Wednesday, April 28, 2010

Wal-Mart Blocked: Do Chicago Democrats Want African-Americans to Pay Higher Prices and have Higher Unemployment?

The Chicago Defender reports:
Residents in the business-starved and food- deserted Pullman community on the Far South Side may get a huge development along the Bishop Ford Expressway, complete with two big box retailers, a hotel, a school and new affordable homes, among other things, if all goes well in City Council next month.


But, there’s one caveat, according to the area’s Alderman Anthony Beale (9th): Walmart.


The Benton, Arkansas-based discount retail giant has struggled to get more stores in Chicago after opening the city’s first Walmart on the West Side in 2006. The proposed “big box” ordinance a year later halted its efforts.

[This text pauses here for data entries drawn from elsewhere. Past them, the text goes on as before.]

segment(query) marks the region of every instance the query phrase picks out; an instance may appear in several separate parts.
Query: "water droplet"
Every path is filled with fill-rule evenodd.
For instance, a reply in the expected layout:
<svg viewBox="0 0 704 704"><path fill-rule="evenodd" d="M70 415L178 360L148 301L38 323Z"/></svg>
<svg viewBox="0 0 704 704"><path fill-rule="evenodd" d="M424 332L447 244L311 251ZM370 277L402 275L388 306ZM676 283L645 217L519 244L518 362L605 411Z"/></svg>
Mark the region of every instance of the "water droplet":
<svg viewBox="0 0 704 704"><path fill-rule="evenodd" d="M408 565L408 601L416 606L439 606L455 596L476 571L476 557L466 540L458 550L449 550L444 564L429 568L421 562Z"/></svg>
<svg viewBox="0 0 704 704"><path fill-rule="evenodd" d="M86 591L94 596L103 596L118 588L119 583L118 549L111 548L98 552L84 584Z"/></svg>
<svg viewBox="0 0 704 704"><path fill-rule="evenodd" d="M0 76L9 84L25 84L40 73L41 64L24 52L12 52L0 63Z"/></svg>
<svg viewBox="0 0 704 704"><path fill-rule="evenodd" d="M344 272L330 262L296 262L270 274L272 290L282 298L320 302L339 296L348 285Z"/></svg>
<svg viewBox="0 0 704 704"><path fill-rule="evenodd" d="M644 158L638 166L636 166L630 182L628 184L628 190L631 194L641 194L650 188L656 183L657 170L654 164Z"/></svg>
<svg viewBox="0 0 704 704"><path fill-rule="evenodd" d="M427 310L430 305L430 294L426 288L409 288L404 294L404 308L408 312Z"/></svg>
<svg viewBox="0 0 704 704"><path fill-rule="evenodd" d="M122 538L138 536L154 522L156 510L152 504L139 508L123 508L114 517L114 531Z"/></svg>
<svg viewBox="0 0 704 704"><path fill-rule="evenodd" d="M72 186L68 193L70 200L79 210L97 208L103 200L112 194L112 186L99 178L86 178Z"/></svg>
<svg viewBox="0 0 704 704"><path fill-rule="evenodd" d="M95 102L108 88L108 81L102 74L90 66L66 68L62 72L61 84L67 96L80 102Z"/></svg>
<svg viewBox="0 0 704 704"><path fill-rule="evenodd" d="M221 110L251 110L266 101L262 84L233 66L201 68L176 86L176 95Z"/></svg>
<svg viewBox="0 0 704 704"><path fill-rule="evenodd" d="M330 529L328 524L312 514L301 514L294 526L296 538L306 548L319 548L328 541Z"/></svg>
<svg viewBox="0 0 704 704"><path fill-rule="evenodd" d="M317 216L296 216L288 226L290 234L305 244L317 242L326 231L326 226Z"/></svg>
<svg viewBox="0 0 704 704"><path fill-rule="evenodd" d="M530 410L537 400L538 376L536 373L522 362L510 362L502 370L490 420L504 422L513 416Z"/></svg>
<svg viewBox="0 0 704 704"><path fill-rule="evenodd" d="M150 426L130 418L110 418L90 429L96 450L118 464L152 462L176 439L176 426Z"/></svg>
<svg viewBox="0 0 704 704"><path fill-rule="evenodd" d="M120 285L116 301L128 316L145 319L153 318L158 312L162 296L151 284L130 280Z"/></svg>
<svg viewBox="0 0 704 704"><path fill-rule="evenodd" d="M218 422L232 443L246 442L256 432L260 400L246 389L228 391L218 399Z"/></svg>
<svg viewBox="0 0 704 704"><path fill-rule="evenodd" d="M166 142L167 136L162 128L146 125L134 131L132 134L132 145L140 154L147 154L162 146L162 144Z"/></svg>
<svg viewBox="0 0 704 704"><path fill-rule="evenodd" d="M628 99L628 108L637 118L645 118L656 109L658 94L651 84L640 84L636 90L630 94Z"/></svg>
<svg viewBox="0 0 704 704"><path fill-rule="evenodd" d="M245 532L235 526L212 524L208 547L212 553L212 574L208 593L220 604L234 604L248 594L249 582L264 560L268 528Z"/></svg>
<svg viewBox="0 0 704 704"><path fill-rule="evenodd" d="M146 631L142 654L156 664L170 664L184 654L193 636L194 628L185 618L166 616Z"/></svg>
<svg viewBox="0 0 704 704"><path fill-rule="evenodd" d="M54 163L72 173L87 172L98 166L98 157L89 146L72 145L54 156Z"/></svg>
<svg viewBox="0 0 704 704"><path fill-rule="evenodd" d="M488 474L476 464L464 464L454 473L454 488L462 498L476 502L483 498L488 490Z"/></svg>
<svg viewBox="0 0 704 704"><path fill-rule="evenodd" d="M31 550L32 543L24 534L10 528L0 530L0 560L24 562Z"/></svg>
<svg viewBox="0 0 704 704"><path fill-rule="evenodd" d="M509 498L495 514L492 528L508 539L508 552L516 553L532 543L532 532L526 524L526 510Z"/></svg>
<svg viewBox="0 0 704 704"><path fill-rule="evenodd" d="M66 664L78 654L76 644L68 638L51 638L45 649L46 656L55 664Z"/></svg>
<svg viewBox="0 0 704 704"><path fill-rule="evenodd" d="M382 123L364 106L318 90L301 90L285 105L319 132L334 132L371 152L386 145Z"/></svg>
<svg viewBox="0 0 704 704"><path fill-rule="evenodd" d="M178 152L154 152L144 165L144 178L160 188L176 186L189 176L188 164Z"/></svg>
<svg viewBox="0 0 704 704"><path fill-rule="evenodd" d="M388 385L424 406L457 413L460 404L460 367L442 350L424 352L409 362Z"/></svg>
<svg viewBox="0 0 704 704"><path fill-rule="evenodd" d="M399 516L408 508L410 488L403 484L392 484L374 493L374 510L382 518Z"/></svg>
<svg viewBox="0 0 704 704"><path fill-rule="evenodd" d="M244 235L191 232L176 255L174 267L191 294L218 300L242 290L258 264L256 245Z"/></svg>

The union-backed measure required all businesses with more than $1 billion in annual sales and stores with more than 90,000-square-feet to pay a minimum wage of at least $11 per hour, $13 per hour with benefits.

The council passed the ordinance. Mayor Richard M. Daley vetoed it.
Since Wal-Mart is the largest private sector employer of African-Americans, you have to wonder whether racism is involved.The Defender reminds us that Alderman Ed Burke is in charge of the Wal-Mart decision.